Francisco Porath era só a ponta mais visível de um orgulho que, não raro, se misturava a lágrimas de personagens ligados ou não à ginástica. A lista inclui as ex-atletas Jade Barbosa e Daiane dos Santos, na transmissão televisiva. Passa pelo apoio expresso de Simone Biles na arquibancada. A americana desistiu da prova para priorizar sua saúde mental e era uma das mais efusivas na torcida, com direito a um “Go, Rebeca”, antes dos saltos da brasileira. Passa por uma homenagem carinhosa a Rebeca da eterna ídola Nadia Colmanecci nas redes sociais. E, claro, aterrissa em Guarulhos, na casa da mãe de Rebeca, Dona Rosa, que concedeu um depoimento à televisão momentos depois do pódio.
“A minha cabeça é a mesma de quando saí do Brasil: estou totalmente concentrada, preocupada com as coisas que importam, com o que preciso fazer, para depois pensar em tudo isso que está acontecendo”
“Eu sou muito patriota. Desde criança, toda quarta-feira tinha a fila para cantar o hino na escola e eu me emocionava. Agora, você ver uma filha representando o Brasil no outro lado do mundo e tocando o Hino Nacional, é surreal. É muito emocionante. Eu chorei muito, chorei muito mesmo. Não tem como explicar”, disse a mãe de Rebeca.
Foco no que importa
Rebeca, por sua vez, prefere adotar a versão centrada, objetiva, pelo menos por enquanto. “Nas redes sociais vejo que está bombando e tem uma galera feliz. Mas a minha cabeça é a mesma de quando saí do Brasil: estou totalmente concentrada, preocupada com as coisas que importam, com o que preciso fazer, para depois pensar em tudo isso que está acontecendo”, afirmou.
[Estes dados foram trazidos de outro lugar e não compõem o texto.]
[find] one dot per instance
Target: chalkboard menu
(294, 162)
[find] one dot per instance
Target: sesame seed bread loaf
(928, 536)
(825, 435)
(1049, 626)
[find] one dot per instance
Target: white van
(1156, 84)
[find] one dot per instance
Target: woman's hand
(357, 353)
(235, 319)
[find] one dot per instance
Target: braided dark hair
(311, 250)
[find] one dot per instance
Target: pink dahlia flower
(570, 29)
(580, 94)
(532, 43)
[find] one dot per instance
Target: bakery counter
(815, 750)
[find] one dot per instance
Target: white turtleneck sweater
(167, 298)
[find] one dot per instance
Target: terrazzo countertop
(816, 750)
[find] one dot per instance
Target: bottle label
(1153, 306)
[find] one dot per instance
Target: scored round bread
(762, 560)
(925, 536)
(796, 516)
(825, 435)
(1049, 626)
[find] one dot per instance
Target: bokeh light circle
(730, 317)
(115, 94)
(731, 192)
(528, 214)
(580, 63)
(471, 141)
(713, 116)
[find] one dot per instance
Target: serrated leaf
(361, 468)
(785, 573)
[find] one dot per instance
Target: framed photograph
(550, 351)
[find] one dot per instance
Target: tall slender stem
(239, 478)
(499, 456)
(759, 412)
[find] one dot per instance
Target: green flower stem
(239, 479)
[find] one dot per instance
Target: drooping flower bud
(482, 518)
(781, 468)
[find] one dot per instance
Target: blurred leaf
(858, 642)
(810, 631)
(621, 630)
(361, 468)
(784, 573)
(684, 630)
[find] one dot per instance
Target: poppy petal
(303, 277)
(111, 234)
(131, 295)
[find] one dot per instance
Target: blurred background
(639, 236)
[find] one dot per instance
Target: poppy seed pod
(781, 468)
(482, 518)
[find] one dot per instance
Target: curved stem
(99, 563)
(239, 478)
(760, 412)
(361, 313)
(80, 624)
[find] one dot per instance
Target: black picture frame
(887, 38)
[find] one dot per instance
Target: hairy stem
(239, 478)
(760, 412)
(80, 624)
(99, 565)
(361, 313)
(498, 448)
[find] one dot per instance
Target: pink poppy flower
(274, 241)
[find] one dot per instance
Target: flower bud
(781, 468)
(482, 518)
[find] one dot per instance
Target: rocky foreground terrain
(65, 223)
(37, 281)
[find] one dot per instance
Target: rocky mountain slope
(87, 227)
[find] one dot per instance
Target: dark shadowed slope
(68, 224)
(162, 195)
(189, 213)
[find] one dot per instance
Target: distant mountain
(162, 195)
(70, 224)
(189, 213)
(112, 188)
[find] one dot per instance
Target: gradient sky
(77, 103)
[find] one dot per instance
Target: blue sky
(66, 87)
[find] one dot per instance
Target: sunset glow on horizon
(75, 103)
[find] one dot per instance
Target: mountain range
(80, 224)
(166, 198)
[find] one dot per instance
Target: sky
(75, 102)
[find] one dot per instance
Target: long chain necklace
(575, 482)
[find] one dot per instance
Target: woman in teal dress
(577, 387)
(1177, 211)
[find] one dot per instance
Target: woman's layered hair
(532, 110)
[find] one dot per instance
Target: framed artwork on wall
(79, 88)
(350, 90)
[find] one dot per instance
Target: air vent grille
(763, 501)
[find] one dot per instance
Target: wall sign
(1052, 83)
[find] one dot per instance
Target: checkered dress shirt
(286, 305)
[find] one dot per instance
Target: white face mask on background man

“Eu sempre reposto o que as pessoas estão me mandando porque sei que elas torcem demais, querem o melhor. Tem muita gente que nem conheço torcendo, mas amanhã tem mais um dia difícil, em que vou dar 110% de mim, e é nisso que estou pensando. Na medalha também, claro, e estou muito feliz”, disse. Além de Rebeca, Arthur Zanetti tenta a terceira medalha olímpica consecutiva na disputa da final das argolas a partir das 5h (de Brasília). Caio Souza entra na final do salto a partir das 6h51.
Estrutura e investimento
O Brasil experimenta nos últimos 20 anos uma ascensão significativa na modalidade, com resultados expressivos conquistados pelos atletas nacionais em torneios continentais, em etapas da Copa do Mundo, em mundiais e em Jogos Olímpicos. Essa ascensão foi acompanhada de investimentos do Governo Federal e o patrocínio de estatais para garantir viagens, treinamentos e a equipagem de 16 centros de treinamento no país.
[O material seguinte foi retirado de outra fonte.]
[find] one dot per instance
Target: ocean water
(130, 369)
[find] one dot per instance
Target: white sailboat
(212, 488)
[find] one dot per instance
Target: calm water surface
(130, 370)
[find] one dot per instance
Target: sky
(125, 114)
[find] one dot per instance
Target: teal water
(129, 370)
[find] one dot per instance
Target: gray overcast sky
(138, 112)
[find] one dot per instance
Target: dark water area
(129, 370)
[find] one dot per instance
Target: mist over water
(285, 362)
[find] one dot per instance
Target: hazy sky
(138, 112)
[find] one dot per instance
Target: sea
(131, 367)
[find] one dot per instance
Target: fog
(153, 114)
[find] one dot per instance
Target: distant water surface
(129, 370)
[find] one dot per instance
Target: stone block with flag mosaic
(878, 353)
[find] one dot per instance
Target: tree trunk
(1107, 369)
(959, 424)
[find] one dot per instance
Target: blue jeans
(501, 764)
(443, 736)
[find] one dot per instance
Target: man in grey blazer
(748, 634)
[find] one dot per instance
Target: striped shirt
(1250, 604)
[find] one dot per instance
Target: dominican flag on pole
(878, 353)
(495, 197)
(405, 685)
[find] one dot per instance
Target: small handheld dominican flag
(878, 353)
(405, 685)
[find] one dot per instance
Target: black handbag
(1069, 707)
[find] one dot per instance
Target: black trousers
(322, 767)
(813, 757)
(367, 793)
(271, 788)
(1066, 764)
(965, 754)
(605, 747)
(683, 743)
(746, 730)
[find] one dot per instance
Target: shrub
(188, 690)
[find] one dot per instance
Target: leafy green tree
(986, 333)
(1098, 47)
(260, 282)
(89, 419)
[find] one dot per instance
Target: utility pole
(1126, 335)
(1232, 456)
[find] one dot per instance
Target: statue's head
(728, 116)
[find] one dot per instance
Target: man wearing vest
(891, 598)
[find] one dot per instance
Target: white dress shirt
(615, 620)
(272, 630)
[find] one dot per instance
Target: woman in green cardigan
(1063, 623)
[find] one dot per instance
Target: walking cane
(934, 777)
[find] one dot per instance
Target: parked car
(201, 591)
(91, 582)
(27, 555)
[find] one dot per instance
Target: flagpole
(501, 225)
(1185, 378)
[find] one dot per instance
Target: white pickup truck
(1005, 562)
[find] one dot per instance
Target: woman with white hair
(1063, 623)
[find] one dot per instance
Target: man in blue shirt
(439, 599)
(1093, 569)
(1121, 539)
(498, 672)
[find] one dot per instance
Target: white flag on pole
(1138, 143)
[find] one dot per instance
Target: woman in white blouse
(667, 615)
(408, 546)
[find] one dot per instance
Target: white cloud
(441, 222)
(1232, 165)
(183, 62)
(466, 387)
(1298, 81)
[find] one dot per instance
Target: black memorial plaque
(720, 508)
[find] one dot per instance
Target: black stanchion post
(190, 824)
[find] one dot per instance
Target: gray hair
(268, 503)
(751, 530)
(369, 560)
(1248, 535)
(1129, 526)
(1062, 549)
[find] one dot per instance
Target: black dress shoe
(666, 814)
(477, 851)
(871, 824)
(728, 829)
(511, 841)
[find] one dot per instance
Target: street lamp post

Os sete integrantes da seleção de ginástica artística classificados para Tóquio fazem parte do Bolsa Atleta, programa de patrocínio individual do Governo Federal Brasileiro. Seis deles, incluindo Rebeca, pertencem à categoria Pódio, a principal do programa, voltada para atletas que se posicionam entre os 20 melhores do mundo em suas modalidades. No ciclo entre os Jogos Rio 2016 e Tóquio 2021, a ginástica artística recebeu do Governo Federal investimento direto de R$ 7 milhões via Bolsa Atleta, recursos que propiciaram a concessão de 256 bolsas.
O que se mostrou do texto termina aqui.